Why the 3D web is 2.0

Sometimes criticism helps you find the reason for some of your ideas, and a thing that you consider to be perfectly obvious becomes, all of a sudden, questionable.

The challenged belief for today was "Second Life is a web 2.0 phenomenon". I have always been adamant about this, and yet I have to recognize that it is difficult to offer a decisive argument for it. I am lucky because no mathematically constraining definition has been offered for web2.0-ness until now, so there must be some allowance around the issue…

My defence revolves around two basic characteristics, which are shared by both virtual worlds and blogs/wikis/social networks.

On one hand, the user creates a public image – an online representation – of himself. This happens in different ways, since the creation of an avatar has a strict resemblance to the way we present ourselves to the persons who surround us in the real world: being looked at. But it is nonetheless an image controlled by me, exactly like the one I build for myself by writing on this blog.
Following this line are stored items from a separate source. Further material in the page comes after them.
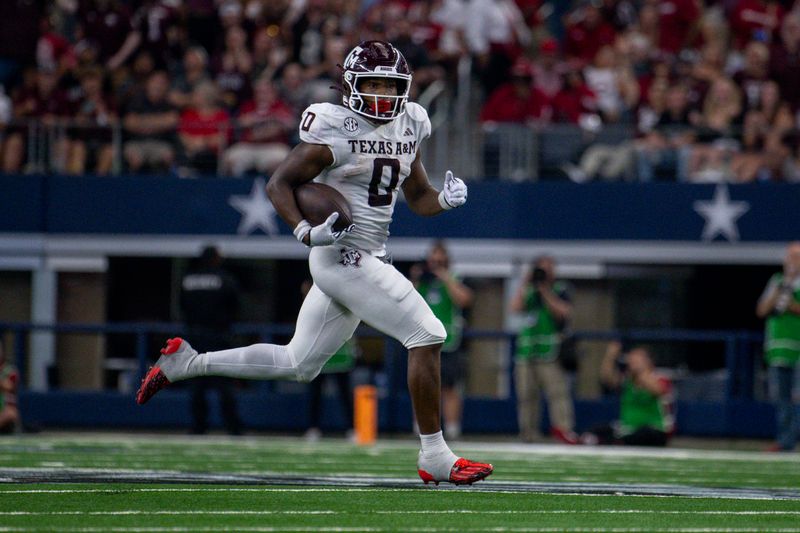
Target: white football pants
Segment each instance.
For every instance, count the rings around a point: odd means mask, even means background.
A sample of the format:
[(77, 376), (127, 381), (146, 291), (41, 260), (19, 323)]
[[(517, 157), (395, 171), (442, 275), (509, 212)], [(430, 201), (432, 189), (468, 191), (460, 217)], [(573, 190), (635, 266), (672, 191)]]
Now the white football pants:
[(353, 336), (360, 321), (406, 348), (444, 342), (444, 326), (411, 282), (368, 252), (314, 247), (309, 255), (314, 285), (306, 295), (286, 346), (254, 344), (200, 354), (170, 380), (213, 375), (247, 379), (314, 379)]

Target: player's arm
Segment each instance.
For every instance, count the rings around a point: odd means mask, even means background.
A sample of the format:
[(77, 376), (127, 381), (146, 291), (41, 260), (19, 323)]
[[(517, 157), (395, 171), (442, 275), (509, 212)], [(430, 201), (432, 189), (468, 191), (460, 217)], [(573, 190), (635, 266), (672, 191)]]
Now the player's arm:
[[(294, 199), (294, 190), (307, 183), (333, 164), (330, 148), (322, 144), (301, 142), (275, 169), (267, 183), (267, 196), (278, 215), (290, 228), (297, 228), (304, 219)], [(302, 236), (302, 242), (310, 245), (310, 231)]]
[(437, 191), (428, 179), (420, 152), (417, 152), (417, 157), (411, 163), (411, 172), (403, 182), (403, 194), (413, 212), (421, 216), (433, 216), (464, 205), (467, 186), (448, 170), (444, 189)]
[(420, 152), (417, 152), (417, 157), (411, 163), (411, 172), (403, 182), (403, 194), (408, 207), (418, 215), (429, 217), (444, 211), (439, 205), (439, 191), (428, 179), (428, 172), (422, 164)]

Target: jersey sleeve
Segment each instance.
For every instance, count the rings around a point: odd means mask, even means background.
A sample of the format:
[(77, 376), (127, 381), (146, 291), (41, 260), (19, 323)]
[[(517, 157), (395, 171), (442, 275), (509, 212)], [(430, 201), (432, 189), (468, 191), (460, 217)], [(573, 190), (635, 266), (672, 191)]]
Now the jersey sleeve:
[(336, 150), (334, 140), (338, 132), (333, 126), (333, 119), (329, 105), (313, 104), (303, 111), (300, 117), (300, 140), (308, 144), (324, 144), (333, 154), (333, 165), (336, 166), (342, 160), (341, 155)]

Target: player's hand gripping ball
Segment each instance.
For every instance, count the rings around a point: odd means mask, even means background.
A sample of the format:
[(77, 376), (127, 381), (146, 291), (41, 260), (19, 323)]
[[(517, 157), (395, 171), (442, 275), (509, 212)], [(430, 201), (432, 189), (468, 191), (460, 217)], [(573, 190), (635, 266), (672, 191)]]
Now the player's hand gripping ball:
[(439, 205), (448, 210), (467, 203), (467, 184), (448, 170), (444, 176), (444, 189), (439, 193)]
[(304, 183), (294, 190), (294, 199), (305, 219), (294, 229), (300, 242), (308, 234), (309, 246), (327, 246), (355, 227), (347, 199), (329, 185)]

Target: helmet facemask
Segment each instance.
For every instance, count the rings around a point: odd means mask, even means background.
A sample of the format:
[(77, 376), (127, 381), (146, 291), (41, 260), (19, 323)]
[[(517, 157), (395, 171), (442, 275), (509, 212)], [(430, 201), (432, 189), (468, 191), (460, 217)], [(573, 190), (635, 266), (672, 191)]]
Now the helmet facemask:
[[(342, 76), (344, 86), (344, 105), (371, 120), (394, 120), (406, 111), (408, 93), (411, 88), (411, 75), (397, 72), (381, 72), (378, 67), (373, 72), (352, 72), (345, 70)], [(388, 68), (386, 70), (389, 70)], [(370, 94), (361, 92), (359, 85), (365, 79), (388, 78), (397, 84), (397, 94)]]

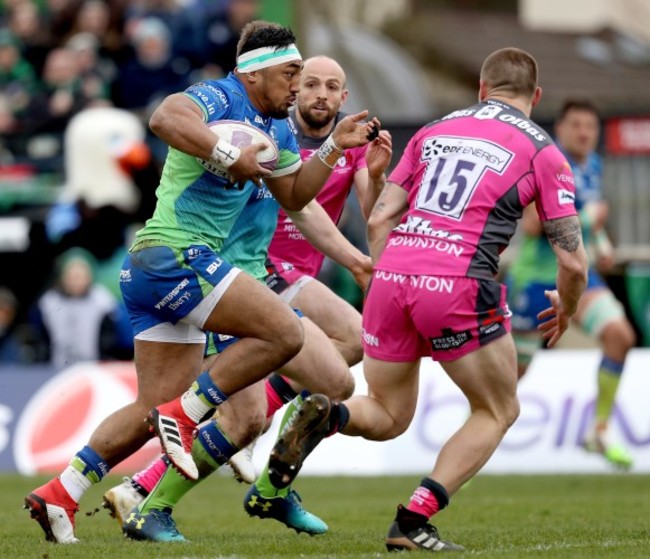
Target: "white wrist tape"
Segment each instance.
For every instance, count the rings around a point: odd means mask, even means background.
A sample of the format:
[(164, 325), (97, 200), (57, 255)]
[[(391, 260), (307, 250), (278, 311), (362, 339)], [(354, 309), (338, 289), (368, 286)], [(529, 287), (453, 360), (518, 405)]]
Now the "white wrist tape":
[(239, 159), (240, 155), (241, 150), (238, 147), (235, 147), (230, 142), (226, 142), (226, 140), (219, 138), (219, 141), (212, 148), (210, 158), (215, 163), (221, 165), (225, 169), (228, 169), (235, 161)]
[(318, 158), (325, 163), (330, 169), (334, 168), (336, 162), (343, 155), (343, 150), (336, 145), (332, 135), (327, 136), (321, 146), (318, 148)]

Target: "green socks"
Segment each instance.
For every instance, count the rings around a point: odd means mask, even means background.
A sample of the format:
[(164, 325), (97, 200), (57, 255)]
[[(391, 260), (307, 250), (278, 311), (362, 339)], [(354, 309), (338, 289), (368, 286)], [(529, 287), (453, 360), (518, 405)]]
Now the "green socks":
[[(297, 413), (298, 408), (302, 404), (303, 401), (303, 396), (302, 394), (299, 394), (296, 396), (289, 404), (287, 404), (287, 409), (284, 412), (284, 415), (282, 416), (282, 422), (280, 423), (280, 430), (278, 431), (278, 437), (284, 431), (287, 423), (293, 417), (295, 413)], [(291, 486), (285, 487), (284, 489), (278, 489), (271, 483), (271, 479), (269, 478), (269, 463), (266, 463), (266, 466), (264, 466), (264, 470), (262, 470), (262, 473), (260, 476), (257, 478), (257, 481), (255, 482), (255, 487), (257, 487), (257, 490), (259, 491), (260, 495), (262, 497), (266, 497), (267, 499), (272, 499), (273, 497), (286, 497), (289, 494), (289, 491), (291, 491)]]

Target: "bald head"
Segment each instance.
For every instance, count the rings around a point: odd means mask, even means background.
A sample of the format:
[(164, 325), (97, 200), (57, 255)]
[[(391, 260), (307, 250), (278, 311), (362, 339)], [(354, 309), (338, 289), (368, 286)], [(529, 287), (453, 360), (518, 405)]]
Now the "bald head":
[(345, 72), (328, 56), (314, 56), (303, 62), (297, 116), (303, 132), (319, 137), (328, 134), (334, 118), (348, 96)]
[(320, 79), (336, 79), (341, 84), (341, 89), (345, 89), (345, 72), (341, 65), (329, 56), (312, 56), (305, 60), (302, 66), (301, 81), (309, 76), (318, 76)]
[(521, 49), (497, 50), (483, 62), (481, 81), (488, 96), (532, 99), (537, 90), (537, 62)]

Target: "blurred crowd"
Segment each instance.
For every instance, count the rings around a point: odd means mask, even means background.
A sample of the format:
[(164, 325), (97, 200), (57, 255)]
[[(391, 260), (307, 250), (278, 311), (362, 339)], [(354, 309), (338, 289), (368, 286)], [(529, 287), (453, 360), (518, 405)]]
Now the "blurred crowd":
[(143, 119), (162, 97), (235, 63), (258, 0), (0, 0), (0, 164), (60, 168), (81, 109)]

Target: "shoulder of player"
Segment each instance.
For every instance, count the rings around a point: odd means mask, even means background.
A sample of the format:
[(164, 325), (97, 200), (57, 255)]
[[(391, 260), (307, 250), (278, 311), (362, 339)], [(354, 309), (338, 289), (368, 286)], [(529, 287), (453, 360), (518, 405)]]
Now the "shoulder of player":
[(452, 111), (451, 113), (425, 124), (421, 132), (425, 134), (432, 127), (443, 126), (447, 122), (468, 119), (479, 121), (494, 121), (505, 123), (519, 130), (522, 137), (528, 138), (540, 150), (552, 144), (551, 136), (535, 121), (527, 117), (520, 110), (505, 103), (490, 101), (481, 102), (471, 107)]

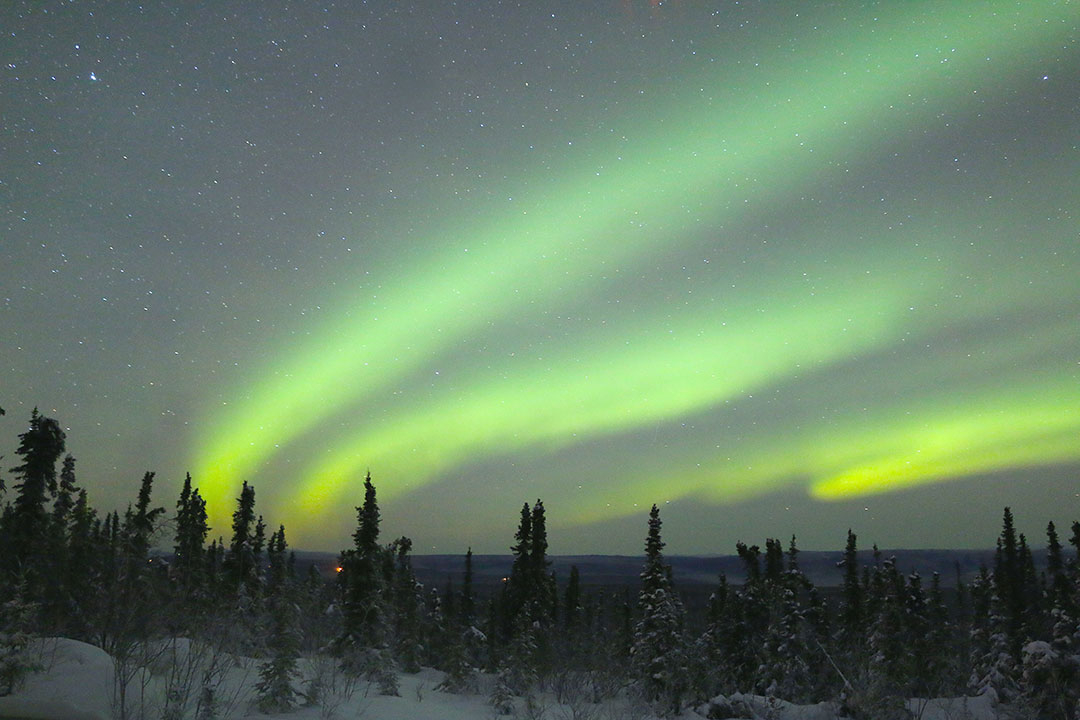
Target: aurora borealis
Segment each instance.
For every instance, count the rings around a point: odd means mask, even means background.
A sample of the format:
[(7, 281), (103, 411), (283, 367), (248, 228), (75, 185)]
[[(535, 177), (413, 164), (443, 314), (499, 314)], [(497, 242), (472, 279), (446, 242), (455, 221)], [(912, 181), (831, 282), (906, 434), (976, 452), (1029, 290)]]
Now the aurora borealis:
[(312, 549), (1077, 514), (1080, 6), (262, 7), (2, 11), (12, 447)]

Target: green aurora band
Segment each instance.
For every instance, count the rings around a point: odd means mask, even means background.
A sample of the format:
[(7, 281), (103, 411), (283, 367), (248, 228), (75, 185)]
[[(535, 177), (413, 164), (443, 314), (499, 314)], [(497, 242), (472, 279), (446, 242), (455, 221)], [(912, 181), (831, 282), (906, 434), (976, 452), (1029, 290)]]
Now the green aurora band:
[[(861, 11), (859, 33), (828, 32), (846, 24), (838, 18), (823, 23), (812, 46), (778, 57), (767, 71), (685, 78), (677, 117), (653, 108), (630, 121), (645, 140), (597, 142), (582, 151), (587, 160), (529, 183), (510, 210), (479, 226), (445, 218), (413, 266), (385, 262), (375, 273), (387, 278), (383, 289), (343, 302), (346, 312), (296, 350), (275, 355), (240, 397), (208, 411), (195, 467), (214, 518), (227, 516), (242, 480), (257, 481), (290, 451), (302, 469), (281, 498), (291, 510), (278, 513), (291, 520), (295, 542), (318, 536), (317, 523), (304, 518), (350, 507), (369, 467), (382, 480), (380, 497), (392, 501), (478, 459), (700, 420), (748, 394), (805, 384), (859, 359), (867, 360), (858, 367), (870, 386), (878, 375), (940, 378), (961, 365), (964, 373), (947, 402), (920, 392), (917, 378), (885, 403), (855, 393), (845, 401), (851, 412), (826, 423), (780, 420), (753, 437), (717, 427), (729, 436), (704, 447), (693, 444), (700, 437), (673, 443), (619, 477), (618, 502), (610, 486), (585, 488), (566, 522), (633, 512), (634, 503), (653, 501), (658, 481), (669, 499), (725, 502), (792, 482), (833, 499), (1080, 460), (1076, 304), (1033, 328), (1019, 357), (1003, 360), (1007, 341), (985, 348), (978, 340), (954, 354), (909, 356), (909, 348), (950, 329), (1075, 296), (1066, 262), (1040, 268), (1038, 287), (996, 278), (997, 261), (976, 249), (970, 224), (942, 230), (948, 198), (924, 227), (916, 218), (888, 238), (851, 230), (830, 240), (860, 248), (843, 263), (822, 267), (814, 249), (830, 241), (815, 233), (836, 231), (808, 223), (791, 234), (773, 282), (740, 282), (733, 261), (710, 270), (692, 293), (654, 288), (644, 300), (621, 299), (628, 281), (666, 267), (669, 254), (693, 256), (703, 227), (738, 226), (841, 181), (930, 123), (945, 101), (954, 109), (974, 104), (980, 97), (971, 87), (1001, 81), (1002, 66), (1030, 75), (1034, 51), (1066, 42), (1080, 14), (1069, 3), (1044, 2), (876, 10), (873, 21)], [(1080, 200), (1067, 180), (1074, 169), (1060, 171), (1065, 206)], [(845, 223), (859, 228), (864, 220), (872, 222), (854, 212)], [(1049, 248), (1070, 238), (1075, 228), (1063, 223), (1058, 235), (1029, 242)], [(804, 279), (811, 266), (813, 287)], [(987, 282), (956, 299), (951, 285), (965, 273)], [(501, 333), (518, 332), (516, 318), (551, 323), (598, 292), (602, 321), (568, 322), (517, 346), (526, 352), (503, 351), (514, 347)], [(499, 352), (459, 368), (452, 380), (399, 392), (410, 379), (452, 366), (462, 348), (487, 345)], [(894, 367), (898, 356), (912, 364)], [(317, 449), (301, 453), (305, 443)]]

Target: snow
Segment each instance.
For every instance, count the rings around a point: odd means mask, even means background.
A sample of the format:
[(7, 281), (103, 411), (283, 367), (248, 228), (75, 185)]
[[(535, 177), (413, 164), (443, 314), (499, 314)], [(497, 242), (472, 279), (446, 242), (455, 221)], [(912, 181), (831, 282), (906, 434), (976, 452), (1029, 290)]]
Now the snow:
[(14, 694), (0, 697), (0, 717), (44, 720), (110, 720), (113, 661), (101, 648), (64, 638), (38, 640), (43, 668)]
[[(36, 660), (42, 669), (7, 697), (0, 697), (0, 717), (20, 720), (114, 720), (119, 717), (114, 692), (114, 677), (119, 667), (104, 650), (86, 643), (63, 638), (38, 640)], [(130, 677), (127, 692), (128, 717), (157, 719), (165, 714), (167, 691), (171, 688), (173, 702), (184, 695), (182, 717), (194, 717), (197, 693), (192, 678), (205, 678), (206, 671), (216, 673), (215, 688), (222, 705), (222, 720), (244, 720), (274, 717), (279, 720), (314, 720), (318, 718), (378, 718), (379, 720), (492, 720), (496, 718), (487, 702), (487, 693), (454, 695), (435, 690), (443, 673), (424, 669), (416, 674), (401, 674), (400, 696), (377, 695), (375, 688), (365, 682), (355, 686), (342, 685), (344, 678), (336, 674), (336, 664), (328, 658), (306, 659), (301, 672), (304, 680), (322, 673), (332, 675), (327, 687), (336, 688), (328, 695), (323, 707), (300, 707), (273, 716), (258, 712), (253, 703), (253, 688), (258, 678), (259, 661), (229, 657), (223, 662), (220, 655), (207, 652), (187, 640), (179, 639), (143, 648), (139, 668), (127, 673)], [(336, 683), (336, 684), (335, 684)], [(491, 678), (481, 678), (481, 690), (489, 690)], [(175, 692), (180, 689), (184, 692)], [(651, 713), (630, 706), (624, 699), (602, 705), (571, 707), (560, 705), (550, 694), (540, 694), (532, 711), (527, 711), (517, 699), (517, 717), (546, 720), (650, 720)], [(175, 705), (174, 705), (175, 707)], [(908, 702), (913, 717), (921, 720), (991, 720), (997, 717), (992, 699), (946, 698), (913, 699)], [(730, 715), (730, 718), (729, 718)], [(514, 718), (514, 716), (510, 716)], [(775, 698), (755, 695), (717, 697), (708, 703), (687, 709), (683, 720), (731, 720), (734, 718), (764, 720), (837, 720), (836, 705), (793, 705)]]

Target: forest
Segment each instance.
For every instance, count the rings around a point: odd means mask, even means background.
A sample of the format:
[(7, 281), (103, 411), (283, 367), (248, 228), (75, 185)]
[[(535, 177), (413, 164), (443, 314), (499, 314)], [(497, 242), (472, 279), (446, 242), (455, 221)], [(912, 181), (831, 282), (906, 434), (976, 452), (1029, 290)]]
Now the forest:
[[(158, 504), (148, 472), (126, 510), (99, 513), (66, 451), (60, 424), (35, 410), (0, 476), (0, 697), (42, 670), (41, 639), (62, 637), (112, 658), (124, 720), (230, 716), (237, 658), (254, 659), (250, 707), (326, 718), (361, 686), (396, 695), (422, 668), (440, 671), (435, 690), (515, 717), (544, 717), (544, 697), (568, 720), (616, 699), (624, 717), (764, 717), (754, 702), (777, 699), (890, 720), (913, 717), (912, 698), (953, 697), (1003, 718), (1080, 717), (1080, 522), (1067, 545), (1050, 523), (1037, 565), (1005, 508), (992, 566), (955, 589), (876, 548), (860, 562), (851, 530), (838, 588), (800, 571), (795, 537), (740, 542), (743, 576), (718, 577), (698, 611), (665, 562), (655, 505), (636, 597), (586, 590), (576, 567), (555, 576), (541, 500), (520, 509), (501, 587), (474, 588), (471, 549), (458, 577), (425, 587), (412, 541), (380, 535), (370, 474), (336, 572), (301, 572), (253, 485), (238, 488), (227, 540), (208, 544), (190, 475), (175, 502)], [(152, 710), (139, 692), (151, 674), (165, 687)]]

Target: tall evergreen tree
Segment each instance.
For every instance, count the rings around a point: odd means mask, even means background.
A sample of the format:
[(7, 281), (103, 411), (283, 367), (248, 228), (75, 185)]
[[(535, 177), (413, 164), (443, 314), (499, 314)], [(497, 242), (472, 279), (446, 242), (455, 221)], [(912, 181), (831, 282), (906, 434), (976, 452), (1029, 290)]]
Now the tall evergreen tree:
[(1063, 610), (1071, 610), (1072, 585), (1066, 573), (1065, 557), (1061, 541), (1053, 521), (1046, 526), (1046, 591), (1050, 604)]
[(207, 591), (206, 501), (199, 489), (192, 487), (191, 474), (184, 477), (184, 487), (176, 503), (176, 535), (173, 544), (173, 569), (176, 583), (187, 600)]
[(353, 670), (365, 651), (385, 647), (386, 581), (381, 569), (379, 548), (379, 504), (371, 473), (364, 479), (364, 504), (356, 508), (353, 547), (342, 553), (343, 585), (342, 635), (339, 652)]
[(285, 542), (285, 526), (280, 525), (270, 536), (266, 546), (266, 559), (269, 565), (266, 574), (266, 588), (270, 595), (280, 596), (290, 580), (288, 543)]
[(532, 510), (528, 503), (521, 506), (521, 520), (518, 522), (517, 532), (514, 533), (514, 541), (510, 547), (514, 559), (505, 585), (505, 602), (502, 604), (503, 637), (507, 641), (513, 634), (517, 618), (525, 610), (534, 590), (532, 584), (535, 576), (531, 571)]
[(570, 579), (566, 582), (563, 598), (563, 626), (572, 634), (582, 625), (585, 609), (581, 605), (581, 573), (577, 565), (570, 566)]
[(57, 485), (52, 510), (54, 532), (60, 536), (67, 533), (68, 520), (78, 493), (79, 488), (75, 483), (75, 458), (68, 454), (64, 457), (64, 463), (60, 469), (60, 482)]
[(1075, 555), (1072, 559), (1072, 570), (1075, 576), (1080, 572), (1080, 520), (1074, 520), (1071, 529), (1072, 535), (1069, 536), (1069, 544), (1073, 546)]
[(240, 488), (232, 517), (232, 540), (222, 571), (232, 592), (243, 590), (248, 597), (254, 598), (259, 586), (256, 543), (261, 543), (261, 539), (256, 534), (255, 488), (246, 480)]
[(757, 686), (768, 696), (810, 701), (825, 679), (816, 671), (820, 665), (811, 662), (811, 655), (817, 655), (812, 643), (825, 639), (824, 613), (818, 607), (813, 585), (799, 571), (795, 538), (791, 538), (788, 548), (786, 569), (780, 541), (767, 540), (765, 546), (766, 573), (761, 588), (747, 589), (754, 592), (754, 602), (763, 606)]
[(634, 629), (631, 664), (642, 698), (661, 713), (678, 715), (689, 690), (689, 659), (683, 639), (685, 611), (664, 563), (660, 526), (660, 509), (653, 505), (638, 596), (641, 619)]
[(1020, 664), (1020, 651), (1028, 634), (1031, 620), (1030, 552), (1021, 543), (1013, 522), (1012, 510), (1002, 513), (1001, 535), (994, 555), (994, 592), (1000, 601), (1006, 647), (1015, 665)]
[(299, 618), (293, 587), (286, 566), (285, 526), (270, 536), (267, 557), (270, 570), (267, 576), (267, 651), (270, 655), (259, 668), (255, 690), (257, 703), (263, 712), (288, 712), (300, 698), (296, 688), (299, 679), (297, 663), (300, 657)]
[(402, 536), (391, 543), (390, 549), (395, 557), (390, 603), (394, 621), (394, 649), (402, 670), (417, 673), (420, 672), (424, 648), (421, 637), (423, 586), (416, 581), (409, 558), (412, 540)]
[(532, 542), (529, 545), (531, 596), (536, 605), (532, 614), (534, 622), (550, 621), (556, 612), (556, 588), (549, 574), (551, 563), (547, 559), (547, 549), (547, 520), (544, 503), (538, 498), (532, 508)]
[[(0, 558), (3, 578), (0, 587), (13, 588), (18, 578), (26, 584), (29, 597), (40, 598), (45, 585), (48, 551), (49, 496), (57, 491), (56, 462), (64, 452), (64, 432), (52, 418), (30, 415), (30, 426), (19, 435), (15, 451), (22, 462), (12, 469), (15, 500), (5, 518), (7, 552)], [(0, 590), (0, 600), (8, 593)]]
[(158, 583), (149, 560), (151, 539), (165, 508), (151, 507), (153, 484), (154, 473), (144, 473), (134, 507), (128, 506), (122, 523), (117, 513), (112, 514), (102, 544), (102, 647), (120, 663), (127, 661), (137, 644), (156, 631), (163, 619), (158, 612)]
[(470, 547), (465, 553), (465, 576), (461, 583), (461, 622), (469, 627), (475, 621), (476, 603), (473, 599), (473, 553)]
[(57, 485), (56, 498), (53, 500), (52, 515), (48, 530), (49, 569), (45, 578), (45, 595), (42, 598), (42, 610), (45, 625), (50, 632), (71, 632), (67, 622), (75, 614), (74, 596), (71, 590), (70, 560), (70, 523), (78, 494), (75, 484), (75, 458), (64, 457), (60, 470), (60, 482)]
[(859, 583), (859, 555), (856, 542), (857, 537), (849, 528), (847, 544), (844, 547), (844, 559), (840, 562), (840, 566), (844, 570), (844, 605), (841, 628), (849, 639), (854, 639), (861, 634), (863, 620), (863, 588)]
[(96, 614), (95, 586), (100, 584), (101, 552), (100, 521), (90, 507), (86, 490), (79, 489), (75, 506), (71, 510), (68, 532), (67, 592), (74, 607), (67, 619), (72, 637), (90, 639), (93, 617)]
[(157, 529), (158, 518), (165, 514), (163, 507), (150, 507), (153, 489), (154, 473), (146, 472), (139, 483), (135, 509), (125, 521), (128, 560), (132, 568), (138, 568), (133, 572), (143, 571), (150, 557), (150, 541)]

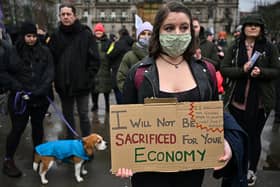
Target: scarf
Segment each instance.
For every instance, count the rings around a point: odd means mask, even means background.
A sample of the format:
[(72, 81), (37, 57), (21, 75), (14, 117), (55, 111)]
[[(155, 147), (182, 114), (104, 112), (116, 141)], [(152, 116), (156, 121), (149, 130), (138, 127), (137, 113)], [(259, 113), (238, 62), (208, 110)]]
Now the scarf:
[[(252, 54), (254, 54), (255, 51), (263, 52), (265, 49), (264, 44), (265, 43), (263, 43), (262, 41), (256, 40)], [(237, 64), (239, 67), (243, 67), (243, 65), (246, 62), (248, 62), (248, 60), (249, 59), (247, 55), (247, 49), (245, 47), (245, 41), (240, 41)], [(237, 80), (237, 84), (234, 90), (234, 100), (238, 103), (244, 103), (246, 85), (248, 80), (250, 80), (250, 87), (247, 96), (247, 103), (246, 103), (246, 110), (245, 110), (248, 119), (249, 118), (256, 119), (256, 116), (258, 115), (258, 108), (259, 108), (259, 85), (258, 85), (258, 81), (250, 76), (252, 69), (248, 72), (248, 76), (246, 78)]]
[(78, 35), (84, 29), (79, 20), (76, 20), (72, 25), (65, 26), (62, 23), (59, 24), (58, 33), (55, 40), (55, 59), (58, 59), (64, 52), (67, 46), (71, 44), (75, 36)]

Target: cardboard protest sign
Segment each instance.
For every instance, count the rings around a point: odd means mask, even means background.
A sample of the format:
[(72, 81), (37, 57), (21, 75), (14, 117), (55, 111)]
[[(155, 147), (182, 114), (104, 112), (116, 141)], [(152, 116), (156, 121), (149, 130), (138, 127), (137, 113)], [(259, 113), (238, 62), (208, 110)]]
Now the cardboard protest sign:
[(112, 172), (182, 171), (223, 165), (223, 104), (111, 105)]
The second point is about the feeling of co-presence given by the ability to see what other users are doing or have done in an online environment. Call it the live web, or the inhabited part of the web, it can be synchronous or asynchronous, text-only or in 3D photorealism, but the sensation of sharing the environment with others is the significant part of the experience.

  • Fabio Turel |

    @Roberto Carraro: the question about the next steps in merging the real and the “virtual” (in the broadest possible meaning) world is an interesting one, and deserves a dedicated post. For now, in a nutshell, I’d say that the next steps will have a lot to do with the bits of our identity that we are willing to transfer to the web, and the way services, interfaces and devices will enable us to do that.

  • Roberto Carraro |

    Sono d’accordo sulla sua posizione: la nascita di un ambiente digitale abitato da persone vere, sia esso testuale , iconico, video, ha creato la vera “Second Life”.
    Poco importa se le persone siano rappresentate da testi, emoticon, webcam o avatar.
    E’ però innegabile che le tecnologie 3d offrono modelli di esperienza più coinvolgenti, e che l’web 3.0 sarà sempre più simile al mondo reale.
    Secondo lei quali saranno i prossimi passi per portare il mondo reale nel web?